Tuesday, August 9, 2016

Sebald Sentences

Transportation, 2016

W. G. Sebald is one of my favorite authors. I might have mentioned this before. I'm currently reading Vertigo for the first time. As always, reading just a page or two of Sebald's writing transports me into a trancelike state, sometimes all it takes is a sentence or two. I folded the top left corner of page 84 earlier this morning so I could return to it and share the sentences below with you.

"After barely an hour of breezy travel, with the windows open upon the radiant landscape, the Porta Nuova came into view and as I beheld the city lying in the semicircle of the distant mountains, I found myself incapable of alighting. Strangely transfixed, I remained seated, and when the train had left Verona and the guard came down the corridor once more I asked him for a supplementary ticket to Desenzano, where I knew that on Sunday the 21st of September, 1913, Dr K., filled with the singular happiness of knowing that no one suspected where he was at that moment, but otherwise profoundly disconsolate, had lain alone in the grass on the lakeside and gazed out at the waves in the reeds."
Sebald died young, at 57 years old, only 11 years after this book was published. His books have been described as difficult to characterize, and I wholeheartedly agree. What I think I respond to most in his work is the way it both carries me to faraway places and reminds me to be present and live fully. A thoroughly satisfying, albeit slightly disorienting, combination.

Thursday, August 4, 2016

The Sofa Would Probably Be Reincarnated

Indigo, 2016

We've needed to replace our sofa for quite some time now, but have put it off. Our comfortable sofa, loaded with memories, is sadly waiting on the sidewalk in front of our apartment for the Bulky Item Recycling pickup I scheduled. Our new sofa arrives tomorrow. It's a beautiful indigo and I don't even care.

I bought the sad sidewalk sofa when I lived on my own in Chicago. I didn't have any furniture at all, so I didn't waste much time making a decision. I needed a place to sit. So I simply walked into the showroom, and without much thought selected a model and fabric, and that was that. No perusing Pinterest or Apartment Therapy or design blogs of any sort, because they didn't exist back then, and if there was anything of the sort it wouldn't have mattered because I didn't know about it.

My new sofa was delivered to my empty apartment, not long after my visit to the showroom. It was gorgeous and new and I loved it. I hadn't even met my husband yet. A few other gentleman might have sat on the sofa before I met him, but we won't get into that.
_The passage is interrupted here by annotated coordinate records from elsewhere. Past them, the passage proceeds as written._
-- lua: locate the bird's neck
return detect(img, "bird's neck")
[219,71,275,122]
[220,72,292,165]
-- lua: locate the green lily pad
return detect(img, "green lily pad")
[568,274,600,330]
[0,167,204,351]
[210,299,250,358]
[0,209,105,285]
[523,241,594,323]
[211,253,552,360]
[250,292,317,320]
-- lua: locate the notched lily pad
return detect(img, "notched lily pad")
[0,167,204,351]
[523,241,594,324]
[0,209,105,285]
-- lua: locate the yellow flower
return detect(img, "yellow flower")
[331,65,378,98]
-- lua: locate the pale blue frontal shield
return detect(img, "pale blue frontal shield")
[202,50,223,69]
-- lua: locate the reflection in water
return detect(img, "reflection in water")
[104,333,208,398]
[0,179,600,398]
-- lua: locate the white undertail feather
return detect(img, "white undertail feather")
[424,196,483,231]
When I moved into my first apartment in San Francisco, which ended up being our (my husband when he was my boyfriend and me) first apartment in San Francisco, the sofa moved with me. The apartment was supposed to be my apartment, but the rental market was brutal and someone saw a window to worm his way into my life. I didn't argue.

Then the sofa moved with us to our second SF apartment, where we got married, on the roof deck, with a view of the Golden Gate Bridge. A very special day.

And it moved with us again, to the tiny apartment we moved into so I could afford to go to graduate school. We're still here! I know it seems crazy, but maybe it isn't. We like it here, usually. Another story for another day.

Then the sofa rode with us in a U-Haul truck and lived with us in Point Reyes Station, CA, when we thought we were transitioning our lives to West Marin. The transition was never completed. Again, we'll save those details for another day.

The sofa was brought back to our little apartment in the city and it has served us well, through all of these changes in our lives, until we moved it out to the sidewalk early this morning. I feel I've betrayed it in some way, like there's something more I should have done.

I'm clearly not handling this sofa departure well at all. I know different people have different definitions of what constitutes needing a sofa, but you can trust me when I tell you the fabric was not just bordering on embarrassing, and the cushions, although fluffed regularly, had really lost their oomph. And the style... It was a bit dated, maybe more than a bit, but honestly, I could have lived with dated. It was the wear and tear that solidified the poor guy had absolutely reached retirement age. Yes, my sofa is male. I don't know how I know.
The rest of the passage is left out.